Mantan kepala Badan Perencanaan dan Pembangunan Kota (Bappeko) Surabaya ini mengklaim saat ini sudah ada beberapa warga yang mengajukan untuk mendapat pelatihan montir. Sehingga, tidak menutup kemungkinan, wisma-wisma yang sudah dibeli Pemerintah Kota (Pemkot) Surabaya akan diubah menjadi bengkel.
Baik bengkel mobil ataupun motor. Ini cukup menjanjikan lantaran jumlah pengguna kendaraan bermotor tiap tahun bertambah banyak. Sehingga, ini menjadi potensi pasar juga.
“Tadi (kemarin) saya dapat laporan bahwa, ada tiga PSK (pekerja seks komersial lagi) yang minta didata untuk dapat kompensasi. Tapi saya usahakan dapat juga, karena dananya dari Kemensos (Kementrian Sosial). Sekarang yang sudah terdapat sebanyak 1.449 PSK,” paparnya.
Salah satu pemilik wisma di Dolly, Johan menegaskan, para PSK dan mucikari tetap akan buka hingga H-2 bulan ramadan.
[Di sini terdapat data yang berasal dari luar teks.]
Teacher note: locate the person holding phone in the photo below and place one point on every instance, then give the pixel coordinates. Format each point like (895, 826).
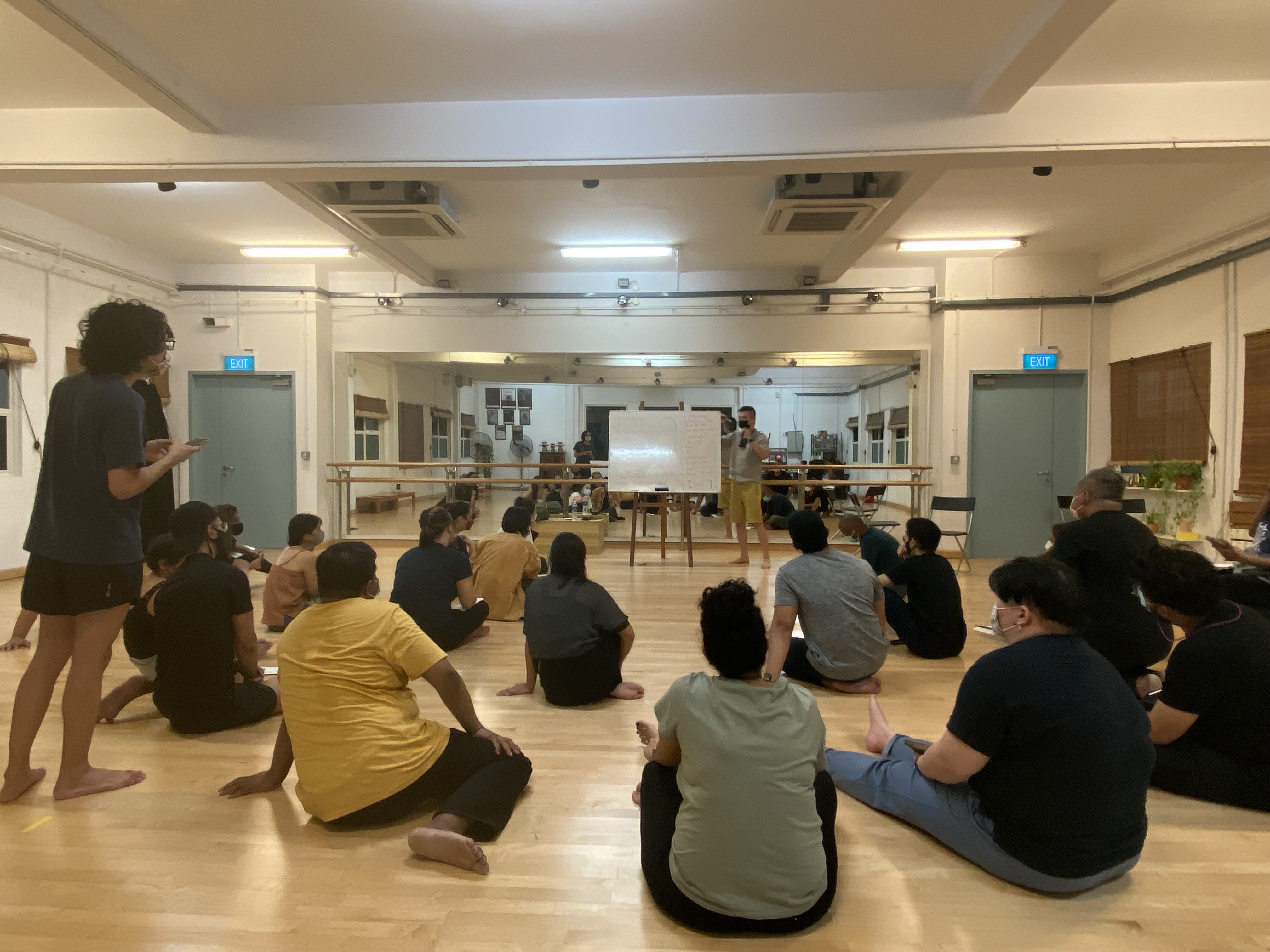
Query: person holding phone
(1041, 777)
(747, 451)
(84, 539)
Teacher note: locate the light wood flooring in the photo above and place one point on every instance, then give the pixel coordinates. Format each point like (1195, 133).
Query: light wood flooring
(168, 865)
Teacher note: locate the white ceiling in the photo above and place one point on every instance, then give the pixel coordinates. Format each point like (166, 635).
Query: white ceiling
(41, 73)
(1170, 41)
(291, 53)
(201, 223)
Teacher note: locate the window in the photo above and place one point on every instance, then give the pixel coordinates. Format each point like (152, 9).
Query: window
(877, 447)
(900, 446)
(440, 437)
(366, 439)
(1255, 450)
(1160, 407)
(6, 403)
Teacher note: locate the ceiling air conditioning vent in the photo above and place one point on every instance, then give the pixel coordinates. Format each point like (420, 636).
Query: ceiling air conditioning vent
(397, 210)
(820, 216)
(832, 204)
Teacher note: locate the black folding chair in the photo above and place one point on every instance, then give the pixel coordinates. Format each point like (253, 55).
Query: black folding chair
(957, 504)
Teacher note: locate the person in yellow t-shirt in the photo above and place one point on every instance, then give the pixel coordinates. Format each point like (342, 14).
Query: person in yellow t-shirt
(351, 723)
(503, 563)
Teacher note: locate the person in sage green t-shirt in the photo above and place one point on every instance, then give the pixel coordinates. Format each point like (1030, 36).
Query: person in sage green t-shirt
(736, 808)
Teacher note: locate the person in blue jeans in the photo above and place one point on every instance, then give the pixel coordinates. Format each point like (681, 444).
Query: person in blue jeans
(1041, 777)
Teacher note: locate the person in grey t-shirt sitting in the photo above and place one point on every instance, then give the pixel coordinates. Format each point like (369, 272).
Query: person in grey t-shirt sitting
(843, 609)
(737, 810)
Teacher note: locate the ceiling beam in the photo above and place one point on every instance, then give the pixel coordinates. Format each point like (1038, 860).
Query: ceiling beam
(1174, 122)
(851, 248)
(1044, 35)
(399, 259)
(113, 48)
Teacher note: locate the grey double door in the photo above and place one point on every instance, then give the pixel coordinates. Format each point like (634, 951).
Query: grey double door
(1028, 446)
(249, 422)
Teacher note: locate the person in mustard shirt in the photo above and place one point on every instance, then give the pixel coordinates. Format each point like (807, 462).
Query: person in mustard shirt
(503, 563)
(351, 724)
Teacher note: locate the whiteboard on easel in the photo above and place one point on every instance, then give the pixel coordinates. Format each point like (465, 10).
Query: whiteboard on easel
(663, 451)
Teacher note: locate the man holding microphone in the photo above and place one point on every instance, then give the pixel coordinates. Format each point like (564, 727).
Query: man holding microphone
(748, 450)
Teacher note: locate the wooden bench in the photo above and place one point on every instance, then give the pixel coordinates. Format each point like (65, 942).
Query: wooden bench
(380, 502)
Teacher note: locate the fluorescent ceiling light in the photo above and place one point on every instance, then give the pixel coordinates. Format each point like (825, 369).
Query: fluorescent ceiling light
(961, 246)
(300, 252)
(624, 252)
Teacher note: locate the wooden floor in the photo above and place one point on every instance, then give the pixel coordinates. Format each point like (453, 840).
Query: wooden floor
(168, 865)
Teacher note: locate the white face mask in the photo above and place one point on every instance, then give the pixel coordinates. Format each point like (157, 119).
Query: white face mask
(996, 625)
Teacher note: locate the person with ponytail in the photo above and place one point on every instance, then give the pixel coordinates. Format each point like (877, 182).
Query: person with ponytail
(737, 810)
(431, 577)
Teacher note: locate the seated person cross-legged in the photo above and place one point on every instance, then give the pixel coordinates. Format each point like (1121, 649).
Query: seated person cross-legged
(737, 812)
(839, 602)
(502, 563)
(206, 634)
(877, 547)
(352, 727)
(431, 577)
(1212, 722)
(576, 637)
(1103, 547)
(293, 581)
(140, 640)
(930, 622)
(1042, 775)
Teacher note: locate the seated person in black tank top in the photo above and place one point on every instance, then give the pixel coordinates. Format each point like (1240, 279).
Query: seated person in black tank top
(140, 640)
(1041, 777)
(576, 637)
(930, 624)
(206, 635)
(1103, 547)
(431, 577)
(1212, 722)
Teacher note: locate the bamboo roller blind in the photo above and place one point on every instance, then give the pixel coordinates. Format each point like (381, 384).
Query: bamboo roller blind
(1255, 449)
(1160, 405)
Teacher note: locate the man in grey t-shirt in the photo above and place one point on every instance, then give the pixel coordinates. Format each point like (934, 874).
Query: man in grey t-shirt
(843, 609)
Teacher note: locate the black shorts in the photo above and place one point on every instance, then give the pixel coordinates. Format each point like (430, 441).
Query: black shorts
(252, 702)
(65, 588)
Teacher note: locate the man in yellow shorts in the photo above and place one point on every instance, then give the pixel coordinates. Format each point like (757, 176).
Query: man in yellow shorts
(726, 426)
(748, 450)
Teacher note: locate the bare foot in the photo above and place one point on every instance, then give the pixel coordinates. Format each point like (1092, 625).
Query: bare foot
(448, 847)
(864, 686)
(96, 780)
(879, 732)
(16, 786)
(1148, 683)
(647, 733)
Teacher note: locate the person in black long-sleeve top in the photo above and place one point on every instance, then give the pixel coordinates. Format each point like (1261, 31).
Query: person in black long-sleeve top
(1103, 547)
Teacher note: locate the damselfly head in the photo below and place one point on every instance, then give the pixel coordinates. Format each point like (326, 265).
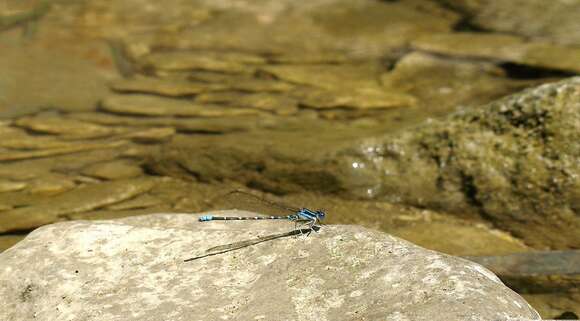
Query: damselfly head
(320, 214)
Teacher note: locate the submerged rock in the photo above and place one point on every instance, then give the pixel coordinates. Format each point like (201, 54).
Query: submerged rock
(148, 105)
(85, 198)
(134, 269)
(556, 21)
(499, 47)
(514, 162)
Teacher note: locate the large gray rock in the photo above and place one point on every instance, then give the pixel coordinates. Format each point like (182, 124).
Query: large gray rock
(134, 269)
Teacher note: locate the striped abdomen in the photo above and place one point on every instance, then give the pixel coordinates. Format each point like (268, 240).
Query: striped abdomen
(206, 218)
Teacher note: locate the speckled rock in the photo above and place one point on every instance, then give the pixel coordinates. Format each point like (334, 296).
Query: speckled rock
(134, 269)
(513, 162)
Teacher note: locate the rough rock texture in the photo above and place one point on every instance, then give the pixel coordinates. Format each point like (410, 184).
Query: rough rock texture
(515, 161)
(134, 269)
(556, 21)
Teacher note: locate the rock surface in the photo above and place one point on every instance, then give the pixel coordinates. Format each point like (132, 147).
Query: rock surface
(515, 162)
(134, 269)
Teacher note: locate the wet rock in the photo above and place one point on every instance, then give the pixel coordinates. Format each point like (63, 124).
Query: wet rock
(279, 104)
(330, 77)
(69, 149)
(118, 169)
(51, 185)
(7, 241)
(370, 97)
(140, 202)
(63, 126)
(150, 136)
(55, 72)
(145, 105)
(193, 125)
(502, 48)
(81, 199)
(513, 162)
(356, 28)
(549, 271)
(557, 22)
(226, 61)
(144, 258)
(164, 86)
(241, 82)
(11, 186)
(441, 84)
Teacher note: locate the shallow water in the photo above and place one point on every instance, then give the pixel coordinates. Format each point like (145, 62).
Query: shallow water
(110, 109)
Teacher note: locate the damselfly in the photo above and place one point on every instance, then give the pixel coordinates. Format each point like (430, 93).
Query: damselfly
(305, 221)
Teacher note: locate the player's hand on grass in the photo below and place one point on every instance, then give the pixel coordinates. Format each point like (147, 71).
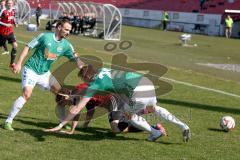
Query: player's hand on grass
(55, 129)
(17, 68)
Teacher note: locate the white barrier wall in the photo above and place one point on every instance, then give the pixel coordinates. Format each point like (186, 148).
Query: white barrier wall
(209, 24)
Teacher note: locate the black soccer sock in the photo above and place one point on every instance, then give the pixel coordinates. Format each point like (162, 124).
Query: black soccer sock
(13, 55)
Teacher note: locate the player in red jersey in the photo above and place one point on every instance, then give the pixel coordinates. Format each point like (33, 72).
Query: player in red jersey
(6, 29)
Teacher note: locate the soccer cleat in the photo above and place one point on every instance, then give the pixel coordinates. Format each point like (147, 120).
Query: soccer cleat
(5, 52)
(186, 135)
(154, 137)
(8, 126)
(67, 127)
(160, 127)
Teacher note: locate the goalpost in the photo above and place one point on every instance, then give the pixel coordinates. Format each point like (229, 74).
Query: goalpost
(108, 17)
(235, 15)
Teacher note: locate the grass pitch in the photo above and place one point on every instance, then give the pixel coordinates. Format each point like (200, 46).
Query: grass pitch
(200, 96)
Tahun ini ada perpanjangan buka. Tahun lalu, aktivitas Dolly mulai tutup adalah H-3 bulan ramadan. Perpanjangan hari buka ini sebagai petunjuk bahwa, warga Dolly melawan atas penutupan lokalisasi terbesar se- Asia Tenggara tersebut.
“Kalau bulan ramadan tutup, itu memang sudah sejak lama. Tahun-tahun lalu juga seperti itu. Tapi setelah Lebaran, kami akan buka lagi seperti biasa. Kalau ada razia dari aparat, tentu akan kami lawan,” terang pria yang hobi mengenakan celana pendek ini.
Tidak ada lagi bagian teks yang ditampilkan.